Our galaxy, the Milky Way, has several peculiar features whose origins we are only beginning to understand. One such feature is a faint microwave signal throughout the galaxy. For over 20 years, it has been puzzling astronomers, but now researchers have found that the source is nanodiamonds.

The signal is known as an anomalous microwave emission (AME), and astronomers have homed in on three distinct sources of this signal. All three of them are from protoplanetary disks, the ring of gas and dust that surrounds young stars. The discovery is reported in Nature Astronomy.  

"This is the first clear detection of anomalous microwave emission coming from protoplanetary disks," co-author David Frayer, an astronomer with the Green Bank Observatory, said in a statement.

The cause of AME was previously believed to be carbon molecules known as polycyclic aromatic hydrocarbons (PAHs). These have been found in protoplanetary disks before, but researchers couldn’t find an AME signal in them. Such signals were clear in the presence of nanodiamonds. In these systems, just 1 to 2 percent of the protoplanetary disk’s carbon was turned into nanodiamonds, but it was enough to create a clear signal.  

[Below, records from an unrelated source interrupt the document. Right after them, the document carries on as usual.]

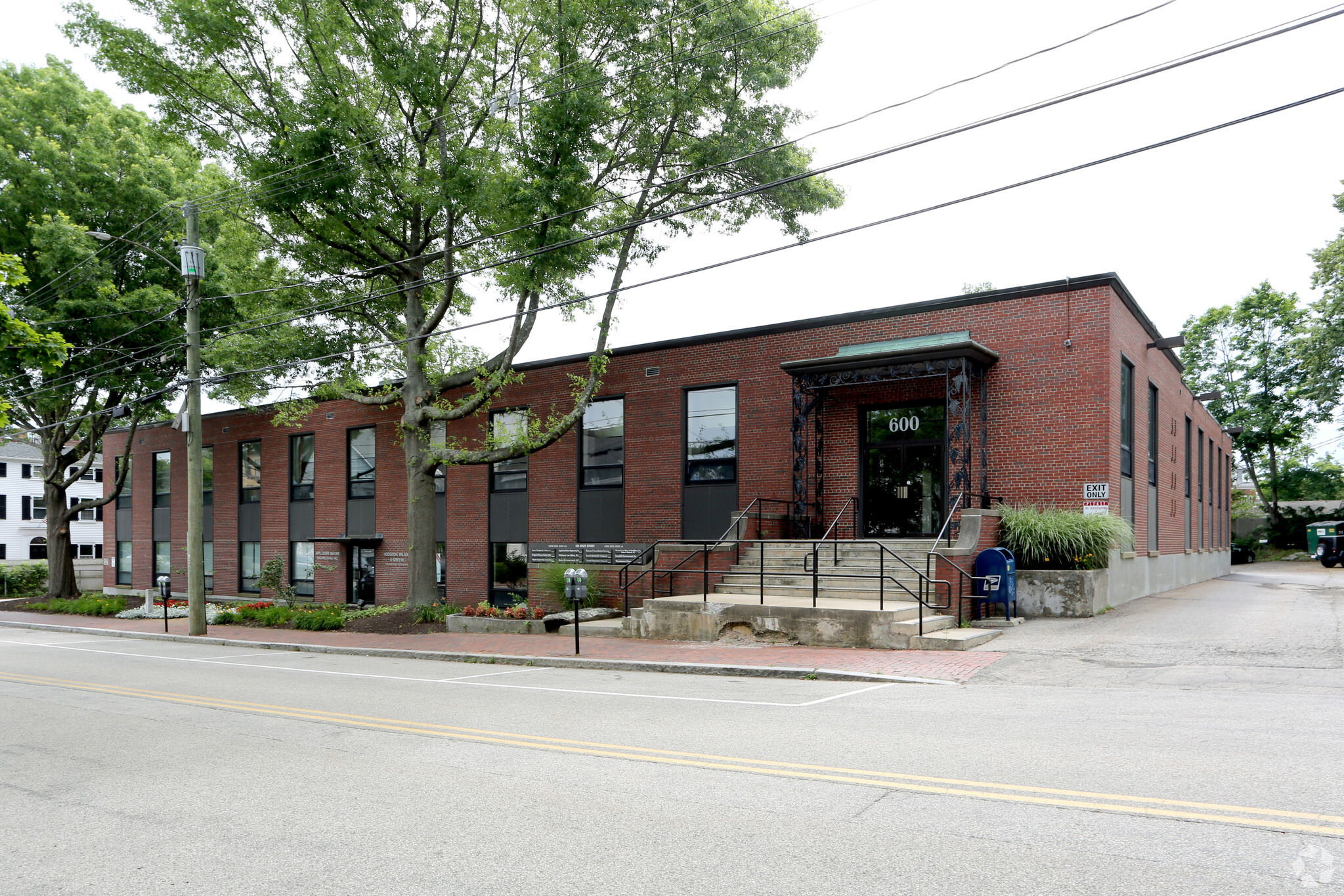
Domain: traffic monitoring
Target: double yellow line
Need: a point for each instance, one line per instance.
(1152, 806)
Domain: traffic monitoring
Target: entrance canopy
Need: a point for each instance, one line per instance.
(960, 360)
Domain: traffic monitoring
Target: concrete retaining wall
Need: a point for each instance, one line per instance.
(824, 626)
(1068, 593)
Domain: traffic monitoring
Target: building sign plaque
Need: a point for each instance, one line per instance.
(608, 554)
(1097, 492)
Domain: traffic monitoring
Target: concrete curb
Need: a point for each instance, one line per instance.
(558, 662)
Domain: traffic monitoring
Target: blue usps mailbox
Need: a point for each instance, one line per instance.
(996, 580)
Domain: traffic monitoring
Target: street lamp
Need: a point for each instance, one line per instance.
(192, 267)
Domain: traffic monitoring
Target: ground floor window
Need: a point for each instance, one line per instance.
(301, 567)
(163, 558)
(123, 562)
(508, 572)
(249, 565)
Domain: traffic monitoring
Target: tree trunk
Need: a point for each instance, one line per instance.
(61, 568)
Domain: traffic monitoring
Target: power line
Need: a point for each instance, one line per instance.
(750, 255)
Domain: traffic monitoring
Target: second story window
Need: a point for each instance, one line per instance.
(711, 435)
(207, 475)
(124, 496)
(508, 476)
(604, 444)
(362, 468)
(163, 479)
(249, 472)
(1127, 419)
(1152, 435)
(301, 468)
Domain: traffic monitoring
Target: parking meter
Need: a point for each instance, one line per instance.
(164, 591)
(576, 591)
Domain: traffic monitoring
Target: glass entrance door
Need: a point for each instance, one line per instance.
(360, 574)
(902, 472)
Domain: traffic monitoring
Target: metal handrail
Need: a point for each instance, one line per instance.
(928, 585)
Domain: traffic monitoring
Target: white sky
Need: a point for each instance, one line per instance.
(1186, 227)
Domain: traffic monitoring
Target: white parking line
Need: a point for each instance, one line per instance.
(462, 681)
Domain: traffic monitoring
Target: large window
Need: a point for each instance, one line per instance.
(508, 476)
(301, 468)
(207, 475)
(711, 435)
(123, 562)
(249, 566)
(249, 472)
(508, 572)
(163, 479)
(362, 463)
(301, 567)
(604, 444)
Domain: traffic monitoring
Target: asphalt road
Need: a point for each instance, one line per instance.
(144, 767)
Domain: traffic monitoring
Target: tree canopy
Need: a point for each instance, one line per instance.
(431, 154)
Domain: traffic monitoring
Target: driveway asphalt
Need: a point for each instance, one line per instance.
(1268, 626)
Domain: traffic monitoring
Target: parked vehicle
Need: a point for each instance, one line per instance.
(1330, 550)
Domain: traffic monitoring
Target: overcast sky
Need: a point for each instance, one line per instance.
(1186, 227)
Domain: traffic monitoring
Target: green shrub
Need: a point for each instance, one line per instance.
(19, 580)
(550, 581)
(320, 618)
(1056, 539)
(87, 606)
(376, 612)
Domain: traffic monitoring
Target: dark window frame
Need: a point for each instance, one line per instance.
(1154, 413)
(250, 495)
(687, 464)
(350, 481)
(297, 489)
(585, 468)
(1127, 417)
(495, 473)
(160, 499)
(244, 580)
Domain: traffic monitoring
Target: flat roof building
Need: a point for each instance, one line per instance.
(877, 425)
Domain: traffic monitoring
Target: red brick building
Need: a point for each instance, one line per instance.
(884, 418)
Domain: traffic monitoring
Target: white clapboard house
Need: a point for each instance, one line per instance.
(23, 511)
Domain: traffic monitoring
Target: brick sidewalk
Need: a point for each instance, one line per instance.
(948, 666)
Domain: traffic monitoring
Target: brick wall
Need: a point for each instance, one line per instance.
(1054, 425)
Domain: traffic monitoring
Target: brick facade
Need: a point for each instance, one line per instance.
(1052, 412)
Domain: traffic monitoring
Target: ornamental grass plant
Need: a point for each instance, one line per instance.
(1058, 539)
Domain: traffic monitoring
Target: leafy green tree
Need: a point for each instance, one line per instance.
(1264, 355)
(72, 163)
(401, 142)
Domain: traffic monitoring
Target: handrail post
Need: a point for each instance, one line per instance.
(813, 575)
(705, 581)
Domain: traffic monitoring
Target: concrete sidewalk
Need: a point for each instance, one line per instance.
(555, 651)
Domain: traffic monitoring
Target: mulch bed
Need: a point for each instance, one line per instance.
(394, 622)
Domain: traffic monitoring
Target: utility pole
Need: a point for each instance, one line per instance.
(192, 268)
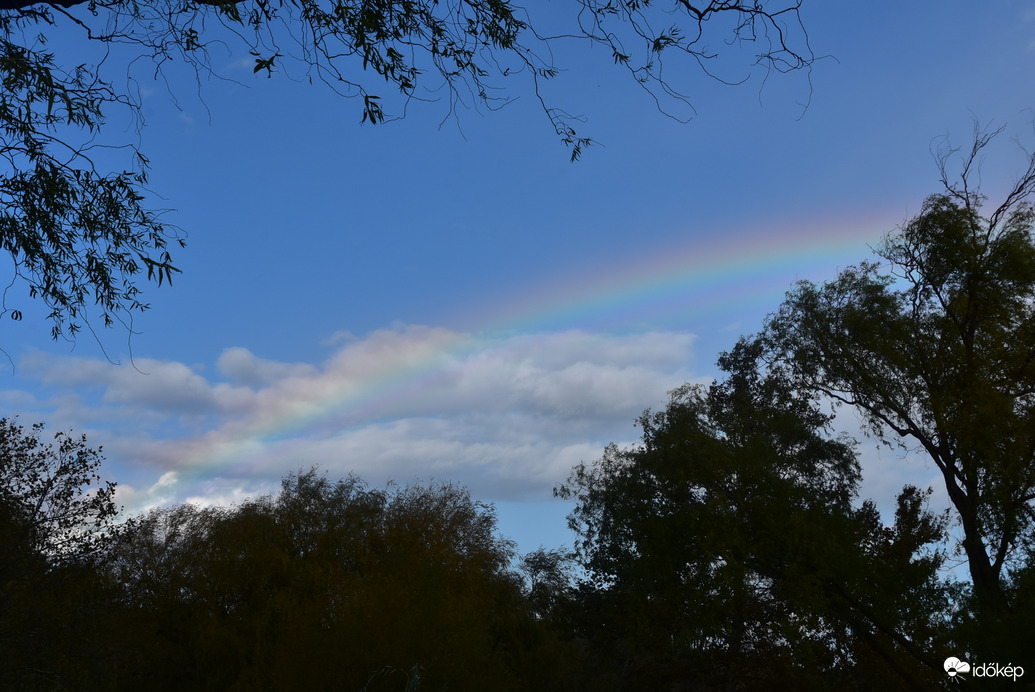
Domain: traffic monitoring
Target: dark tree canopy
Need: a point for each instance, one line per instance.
(55, 516)
(80, 232)
(936, 348)
(732, 530)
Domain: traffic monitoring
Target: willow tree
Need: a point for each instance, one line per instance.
(80, 232)
(936, 347)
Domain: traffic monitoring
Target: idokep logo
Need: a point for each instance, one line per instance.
(955, 668)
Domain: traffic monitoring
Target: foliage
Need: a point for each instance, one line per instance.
(55, 517)
(327, 584)
(53, 498)
(938, 353)
(77, 224)
(732, 531)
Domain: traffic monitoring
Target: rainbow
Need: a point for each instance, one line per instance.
(679, 289)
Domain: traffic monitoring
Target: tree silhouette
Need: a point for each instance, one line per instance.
(936, 348)
(80, 232)
(731, 530)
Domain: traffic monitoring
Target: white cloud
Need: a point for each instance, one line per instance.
(507, 416)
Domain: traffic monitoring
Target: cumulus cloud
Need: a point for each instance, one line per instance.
(507, 416)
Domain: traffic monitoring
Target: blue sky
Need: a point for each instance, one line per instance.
(455, 301)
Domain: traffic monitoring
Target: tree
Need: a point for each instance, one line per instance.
(937, 350)
(328, 584)
(731, 530)
(55, 518)
(80, 232)
(53, 497)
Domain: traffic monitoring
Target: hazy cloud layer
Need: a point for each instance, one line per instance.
(508, 416)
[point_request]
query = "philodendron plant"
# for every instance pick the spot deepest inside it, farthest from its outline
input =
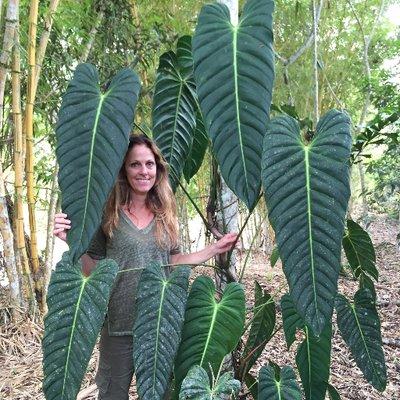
(216, 88)
(92, 138)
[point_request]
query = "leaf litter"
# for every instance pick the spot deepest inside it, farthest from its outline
(21, 354)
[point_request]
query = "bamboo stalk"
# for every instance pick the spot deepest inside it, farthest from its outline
(8, 42)
(29, 132)
(18, 160)
(44, 39)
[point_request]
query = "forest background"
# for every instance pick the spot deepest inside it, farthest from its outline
(358, 70)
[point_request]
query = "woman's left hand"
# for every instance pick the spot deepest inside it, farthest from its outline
(225, 243)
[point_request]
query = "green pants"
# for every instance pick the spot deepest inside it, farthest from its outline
(115, 371)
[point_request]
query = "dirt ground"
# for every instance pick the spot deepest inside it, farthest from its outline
(20, 351)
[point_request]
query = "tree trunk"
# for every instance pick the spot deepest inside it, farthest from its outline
(48, 255)
(9, 255)
(33, 16)
(92, 35)
(8, 42)
(44, 39)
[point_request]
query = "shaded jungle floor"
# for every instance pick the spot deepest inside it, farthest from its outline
(20, 349)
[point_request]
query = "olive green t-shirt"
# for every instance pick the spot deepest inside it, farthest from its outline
(133, 249)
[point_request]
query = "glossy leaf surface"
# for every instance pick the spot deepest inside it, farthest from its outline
(262, 327)
(313, 362)
(307, 189)
(174, 105)
(278, 386)
(92, 138)
(160, 307)
(196, 386)
(359, 250)
(291, 319)
(198, 149)
(212, 328)
(234, 72)
(359, 326)
(76, 309)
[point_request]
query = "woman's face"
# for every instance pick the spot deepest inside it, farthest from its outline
(141, 169)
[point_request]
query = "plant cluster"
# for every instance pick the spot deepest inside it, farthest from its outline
(216, 87)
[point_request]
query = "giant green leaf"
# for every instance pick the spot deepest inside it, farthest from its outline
(76, 310)
(160, 307)
(359, 326)
(291, 319)
(196, 386)
(234, 72)
(174, 105)
(262, 326)
(278, 385)
(306, 187)
(359, 250)
(198, 149)
(92, 138)
(212, 328)
(313, 362)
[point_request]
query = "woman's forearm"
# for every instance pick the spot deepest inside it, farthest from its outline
(197, 257)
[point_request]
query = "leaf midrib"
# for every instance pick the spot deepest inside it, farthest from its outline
(309, 221)
(352, 306)
(212, 323)
(85, 280)
(88, 187)
(164, 283)
(237, 101)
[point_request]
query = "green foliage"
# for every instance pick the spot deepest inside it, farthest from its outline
(160, 305)
(306, 188)
(198, 149)
(385, 173)
(274, 257)
(333, 393)
(359, 326)
(359, 250)
(234, 72)
(278, 384)
(263, 324)
(174, 104)
(196, 386)
(313, 362)
(76, 309)
(211, 329)
(92, 135)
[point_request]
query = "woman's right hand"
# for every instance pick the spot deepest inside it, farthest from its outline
(61, 225)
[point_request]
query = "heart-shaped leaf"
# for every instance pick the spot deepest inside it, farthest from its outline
(157, 331)
(234, 72)
(198, 149)
(211, 329)
(359, 326)
(278, 385)
(262, 327)
(196, 386)
(92, 139)
(76, 309)
(313, 362)
(359, 250)
(307, 189)
(174, 105)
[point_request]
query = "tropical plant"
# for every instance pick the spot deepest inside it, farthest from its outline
(305, 180)
(92, 133)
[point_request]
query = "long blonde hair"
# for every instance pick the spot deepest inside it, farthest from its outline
(160, 199)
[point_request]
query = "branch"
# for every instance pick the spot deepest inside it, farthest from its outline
(299, 52)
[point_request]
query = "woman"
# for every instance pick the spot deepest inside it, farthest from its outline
(139, 226)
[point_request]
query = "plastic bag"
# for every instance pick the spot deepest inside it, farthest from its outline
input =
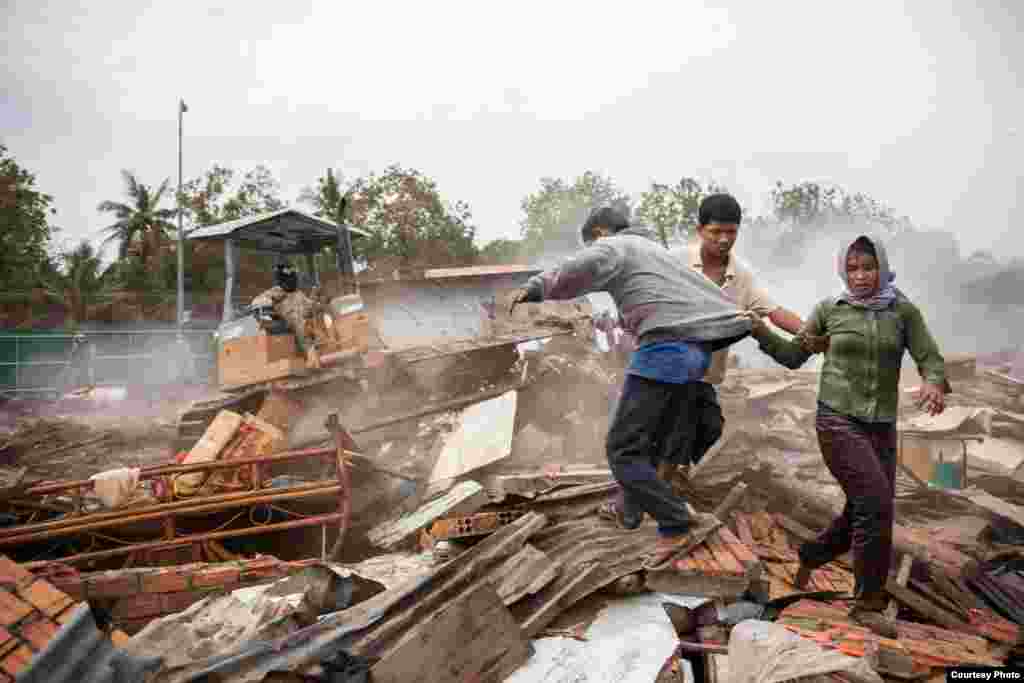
(766, 652)
(116, 487)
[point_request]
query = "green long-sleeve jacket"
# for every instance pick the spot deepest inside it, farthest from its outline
(860, 373)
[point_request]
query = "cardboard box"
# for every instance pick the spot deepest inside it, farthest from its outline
(258, 358)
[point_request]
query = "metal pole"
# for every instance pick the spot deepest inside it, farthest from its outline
(181, 243)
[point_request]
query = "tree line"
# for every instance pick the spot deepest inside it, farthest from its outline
(409, 221)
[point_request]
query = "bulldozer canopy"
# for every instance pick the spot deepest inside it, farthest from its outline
(285, 231)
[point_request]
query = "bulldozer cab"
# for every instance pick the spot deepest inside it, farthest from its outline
(250, 352)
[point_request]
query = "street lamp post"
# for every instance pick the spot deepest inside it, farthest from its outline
(181, 243)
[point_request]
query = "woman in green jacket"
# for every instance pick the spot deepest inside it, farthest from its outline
(863, 333)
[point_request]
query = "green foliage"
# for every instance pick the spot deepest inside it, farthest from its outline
(216, 197)
(809, 209)
(78, 282)
(673, 210)
(141, 221)
(25, 229)
(499, 252)
(327, 198)
(555, 213)
(408, 221)
(815, 205)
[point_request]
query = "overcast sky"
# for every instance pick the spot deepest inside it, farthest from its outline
(918, 103)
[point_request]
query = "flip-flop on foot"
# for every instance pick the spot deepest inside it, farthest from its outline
(668, 548)
(611, 512)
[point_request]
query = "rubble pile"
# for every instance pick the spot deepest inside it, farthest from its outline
(71, 449)
(450, 534)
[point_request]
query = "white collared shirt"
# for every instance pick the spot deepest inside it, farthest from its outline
(738, 286)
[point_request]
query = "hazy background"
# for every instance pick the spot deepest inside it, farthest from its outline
(914, 102)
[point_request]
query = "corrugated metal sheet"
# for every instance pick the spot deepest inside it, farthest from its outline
(428, 310)
(479, 271)
(288, 230)
(82, 653)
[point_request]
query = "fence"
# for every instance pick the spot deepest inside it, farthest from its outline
(40, 364)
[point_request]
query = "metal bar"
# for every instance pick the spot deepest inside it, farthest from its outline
(187, 540)
(170, 505)
(228, 310)
(78, 526)
(110, 333)
(36, 363)
(154, 472)
(181, 241)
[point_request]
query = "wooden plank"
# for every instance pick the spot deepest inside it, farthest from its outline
(561, 600)
(795, 527)
(217, 436)
(762, 525)
(993, 505)
(741, 552)
(686, 564)
(529, 484)
(705, 557)
(901, 578)
(467, 496)
(731, 502)
(723, 557)
(926, 608)
(483, 435)
(743, 528)
(524, 573)
(713, 452)
(939, 600)
(474, 638)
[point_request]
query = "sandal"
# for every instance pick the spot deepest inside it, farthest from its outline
(613, 513)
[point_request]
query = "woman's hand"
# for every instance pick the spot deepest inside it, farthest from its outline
(932, 398)
(758, 327)
(812, 343)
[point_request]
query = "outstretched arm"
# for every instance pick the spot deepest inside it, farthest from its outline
(791, 352)
(931, 365)
(590, 270)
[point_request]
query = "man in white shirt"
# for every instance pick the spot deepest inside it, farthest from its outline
(718, 228)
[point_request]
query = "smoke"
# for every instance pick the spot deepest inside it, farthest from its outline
(929, 270)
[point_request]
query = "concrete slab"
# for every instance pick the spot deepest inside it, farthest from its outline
(627, 643)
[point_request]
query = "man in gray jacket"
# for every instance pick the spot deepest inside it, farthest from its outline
(679, 317)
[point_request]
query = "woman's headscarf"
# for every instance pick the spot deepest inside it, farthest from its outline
(886, 294)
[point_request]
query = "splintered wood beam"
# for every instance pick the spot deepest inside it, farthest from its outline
(926, 608)
(906, 563)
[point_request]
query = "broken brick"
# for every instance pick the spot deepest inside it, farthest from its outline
(171, 603)
(138, 605)
(216, 577)
(39, 632)
(16, 660)
(7, 641)
(113, 585)
(166, 581)
(261, 567)
(73, 587)
(12, 609)
(45, 598)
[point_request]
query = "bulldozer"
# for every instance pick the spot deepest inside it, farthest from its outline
(256, 350)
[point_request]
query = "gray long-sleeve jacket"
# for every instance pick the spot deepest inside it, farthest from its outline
(658, 297)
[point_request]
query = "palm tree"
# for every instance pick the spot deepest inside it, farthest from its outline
(79, 283)
(141, 219)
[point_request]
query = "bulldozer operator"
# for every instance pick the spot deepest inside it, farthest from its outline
(288, 303)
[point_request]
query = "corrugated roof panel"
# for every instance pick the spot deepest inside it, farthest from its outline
(285, 224)
(478, 270)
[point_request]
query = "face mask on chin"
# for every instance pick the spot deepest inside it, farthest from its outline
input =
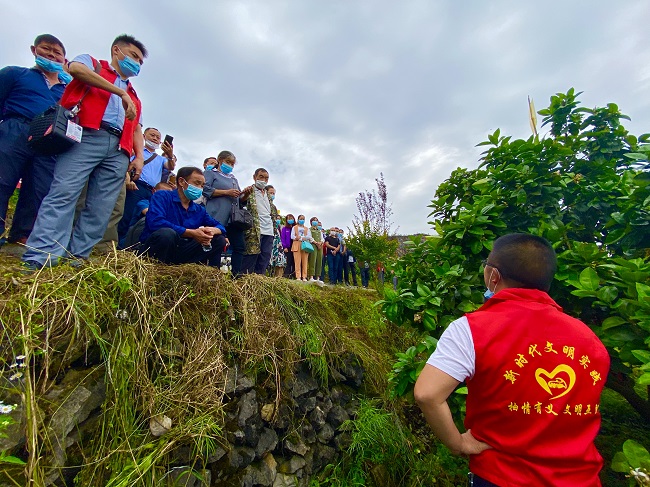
(192, 192)
(129, 66)
(152, 146)
(48, 65)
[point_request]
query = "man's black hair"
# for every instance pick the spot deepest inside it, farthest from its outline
(49, 38)
(225, 154)
(127, 39)
(524, 260)
(187, 171)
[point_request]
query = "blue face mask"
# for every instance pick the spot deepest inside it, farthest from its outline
(65, 77)
(193, 192)
(48, 65)
(129, 66)
(488, 293)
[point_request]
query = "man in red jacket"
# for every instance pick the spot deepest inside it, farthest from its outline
(534, 377)
(111, 116)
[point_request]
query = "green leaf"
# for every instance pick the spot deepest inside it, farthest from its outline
(589, 279)
(11, 460)
(612, 322)
(642, 355)
(619, 463)
(644, 380)
(642, 290)
(634, 452)
(423, 290)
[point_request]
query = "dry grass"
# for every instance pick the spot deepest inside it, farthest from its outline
(167, 337)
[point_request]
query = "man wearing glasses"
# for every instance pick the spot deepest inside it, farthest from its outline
(534, 377)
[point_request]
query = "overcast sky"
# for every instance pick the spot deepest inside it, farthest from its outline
(326, 95)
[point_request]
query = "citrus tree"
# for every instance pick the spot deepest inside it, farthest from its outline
(585, 187)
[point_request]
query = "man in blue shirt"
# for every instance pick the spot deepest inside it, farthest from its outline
(151, 175)
(177, 230)
(25, 93)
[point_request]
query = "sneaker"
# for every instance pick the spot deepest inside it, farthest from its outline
(30, 266)
(19, 240)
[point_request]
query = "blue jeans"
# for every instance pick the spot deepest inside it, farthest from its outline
(144, 192)
(365, 276)
(97, 160)
(18, 160)
(331, 268)
(258, 263)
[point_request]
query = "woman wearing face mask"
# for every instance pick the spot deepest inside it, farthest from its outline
(222, 191)
(278, 257)
(315, 259)
(285, 237)
(299, 234)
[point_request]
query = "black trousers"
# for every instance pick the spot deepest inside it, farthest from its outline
(237, 241)
(168, 247)
(258, 263)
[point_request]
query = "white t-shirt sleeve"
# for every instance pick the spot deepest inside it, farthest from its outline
(455, 354)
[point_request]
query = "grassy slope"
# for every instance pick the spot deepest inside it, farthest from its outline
(265, 324)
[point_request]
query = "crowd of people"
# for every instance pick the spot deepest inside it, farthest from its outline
(114, 187)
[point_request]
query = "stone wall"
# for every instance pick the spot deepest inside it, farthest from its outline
(264, 444)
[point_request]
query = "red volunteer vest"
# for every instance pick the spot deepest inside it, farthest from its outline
(535, 394)
(95, 102)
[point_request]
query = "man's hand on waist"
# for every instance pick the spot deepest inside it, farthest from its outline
(469, 445)
(129, 107)
(135, 167)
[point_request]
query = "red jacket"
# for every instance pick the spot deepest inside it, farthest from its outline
(95, 102)
(535, 393)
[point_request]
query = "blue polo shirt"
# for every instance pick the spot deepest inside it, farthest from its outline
(167, 211)
(25, 92)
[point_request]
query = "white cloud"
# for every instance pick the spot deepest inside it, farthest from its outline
(328, 95)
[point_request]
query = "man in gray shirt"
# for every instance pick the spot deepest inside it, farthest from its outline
(259, 239)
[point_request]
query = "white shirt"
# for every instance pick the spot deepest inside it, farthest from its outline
(455, 354)
(264, 212)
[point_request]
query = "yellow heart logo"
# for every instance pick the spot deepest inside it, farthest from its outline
(552, 381)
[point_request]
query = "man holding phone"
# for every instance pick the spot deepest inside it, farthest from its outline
(111, 116)
(143, 187)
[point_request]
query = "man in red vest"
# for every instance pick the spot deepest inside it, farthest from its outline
(111, 116)
(534, 377)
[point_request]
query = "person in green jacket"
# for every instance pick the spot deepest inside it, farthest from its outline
(315, 262)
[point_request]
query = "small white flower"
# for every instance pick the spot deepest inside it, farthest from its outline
(121, 314)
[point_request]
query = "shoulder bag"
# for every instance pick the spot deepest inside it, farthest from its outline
(56, 129)
(240, 218)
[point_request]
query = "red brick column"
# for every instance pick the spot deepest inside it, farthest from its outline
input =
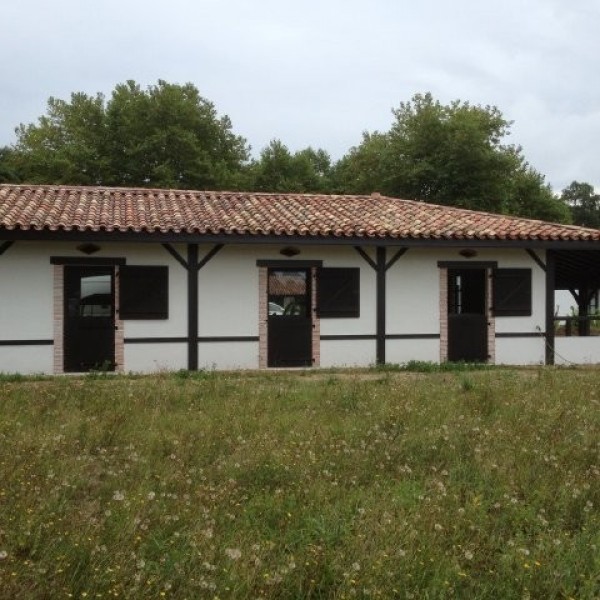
(316, 322)
(263, 321)
(490, 317)
(119, 329)
(58, 319)
(443, 315)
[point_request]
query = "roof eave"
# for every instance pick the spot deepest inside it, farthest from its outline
(300, 240)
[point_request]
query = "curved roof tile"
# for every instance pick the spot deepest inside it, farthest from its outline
(79, 208)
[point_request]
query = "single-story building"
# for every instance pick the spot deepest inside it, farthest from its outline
(148, 279)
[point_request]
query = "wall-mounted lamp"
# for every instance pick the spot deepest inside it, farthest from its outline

"Though we know that some type of particle is responsible for this microwave light, its precise source has been a puzzle since it was first detected nearly 20 years ago," lead author Jane Greaves, from Cardiff University in Wales, explained. "In a Sherlock Holmes-like method of eliminating all other causes, we can confidently say the best candidate capable of producing this microwave glow is the presence of nanodiamonds around these newly formed stars."

Nanodiamonds are special because they can emit light just by spinning. They are much smaller than regular dust particles, which allow them to spin incredibly fast so that the emission is quite energetic in the microwave and infrared portion of the electromagnetic spectrum.

"This is a cool and unexpected resolution to the puzzle of anomalous microwave radiation," concluded Greaves. "It's even more interesting that it was obtained by looking at protoplanetary disks, shedding light on the chemical features of early solar systems, including our own."

To probe the AME in greater detail, we’ll need observatories that focus on light at centimeter wavelengths. There are some proposed and some currently being built or upgraded, but having a specific cause is already a huge step forward.